Mesleğinin niye soruyor, kız mı verecek? Kredi mi vermek istiyor? Evini mi kiraya verecek? Belki de iş teklif edecek? Önce soranların gizemli edalar takındığı bu "kardeş"in kim olduğuna bir bakalım:
Nurettin Demirtaş. Üniversite öğrencisiyken, 1991'de, 19 yaşındayken, "PKK'li olmak"tan tutuklandı, 11 yıldan fazla hapis yattı. Cezaevinden çıkınca DTP'li olarak politika yapmaya yöneldi. 2007'de DTP başkanı oldu. Sonra, "askerlik raporu sahte" denilerek tutuklandı. Bir yıl daha yattı. Çıkınca askere alındı. Sonra, soruşturmaların soruşturmaları takip edeceği anlaşıldığında Güney'e geçti. Federe Kürdistan'ın Erbil kentine…
Demirtaş'ın cevabı
Sonra… Sonra, hep soruldu: Nerede ağabeyin? Kritik olduğu düşünülen zamanlarda soruldu, Kürt parlamenter siyasetinin sıkıştırılacağı zannedilen zamanlarda, Kürt siyasal hareketine karşı nefret musluklarının açılmasının hükümetin işine geleceği zamanlarda... Yalçın Akdoğan'ın son sorusundan sonra da iktidar medyası fotoğraf servis hünerlerini sergiledi hemen: Nurettin Demirtaş, gerillalarla birlikte. Nurettin Demirtaş PKK'lilerle birlikte. Nurettin Demirtaş, PKK'li. Allah Allah. Bak sen Allah'ın işine…

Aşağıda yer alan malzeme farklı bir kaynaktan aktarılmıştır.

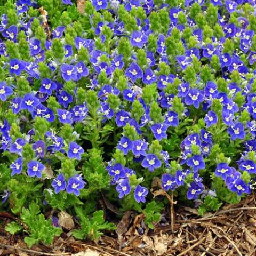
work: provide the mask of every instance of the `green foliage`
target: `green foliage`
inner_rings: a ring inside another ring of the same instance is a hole
[[[217,197],[209,195],[206,196],[204,198],[203,203],[199,206],[198,214],[203,215],[207,212],[218,211],[222,204],[222,203],[219,202]]]
[[[147,204],[142,212],[145,217],[144,222],[149,228],[154,229],[154,225],[160,220],[161,211],[163,209],[163,204],[155,201],[152,201]]]
[[[20,218],[29,228],[29,235],[24,239],[29,248],[40,242],[50,245],[55,236],[61,234],[61,229],[53,227],[51,220],[46,220],[44,215],[40,213],[40,207],[34,202],[29,205],[29,209],[22,209]]]
[[[98,239],[102,235],[101,230],[111,230],[116,229],[113,223],[105,221],[103,211],[97,211],[93,216],[89,218],[84,215],[83,208],[76,207],[76,213],[81,220],[81,229],[73,232],[73,236],[77,239],[83,239],[87,237]]]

Selahattin Demirtaş, kardeşine yönelik soruya, alttan alan bir cevap vermedi: "Çok meraktaysa söyleyeyim: Kendilerinin silah gönderdiği IŞİD'e karşı insanlık onurunu koruyor."
Açık büyük ama kimin?
Soruyorlar, çünkü Selahattin Demirtaş'ın büyük bir açığı varmış duygusunu vermek istiyorlar topluma. Nurettin Demirtaş bir açık gerçekten, fakat kardeşi Selahattin'in değil, soruyu soran Akdoğan ve onun "Barış tesis etme" iddiasındaki partisi ve o partinin patronu tarafsız Cumhurbaşkanı Recep Tayyip Erdoğan'ın açığı. "Terör, terörist" adlı siyasal incir yaprağıyla kapatılmaya çalışılan bir açık. Ciddi bir açık. "Kürt meselesi" denilen meselenin özelliklerini kavramak için başvurulabilecek örnek niteliğinde bir açık.
Deneyelim.
Hapisten düz ovada siyasete
Nurettin Demirtaş'ın ilk gözaltı-tutukluk zamanı, Türkiye'de Kürt meselesinin "derin devlet"denilen ve hepsi de çok yüzeyde, çok yüzeysel olan çeteler eliyle çözülmek istendiğini 90'lı yılların başı. Binlerce Kürt genci gözaltına alındı, tutuklandı, hapse atıldı, kurşunlandı, öldürüldü o yıllarda. (Hâlâ o yıllardan kalma hapiste ne çok insan olduğunu merak eden pek yok, Kürt meselesi biraz da meraksızlık, yokmuş gibi yapma meselesi değil mi?) Dağa gidenleri hiç saymıyoruz.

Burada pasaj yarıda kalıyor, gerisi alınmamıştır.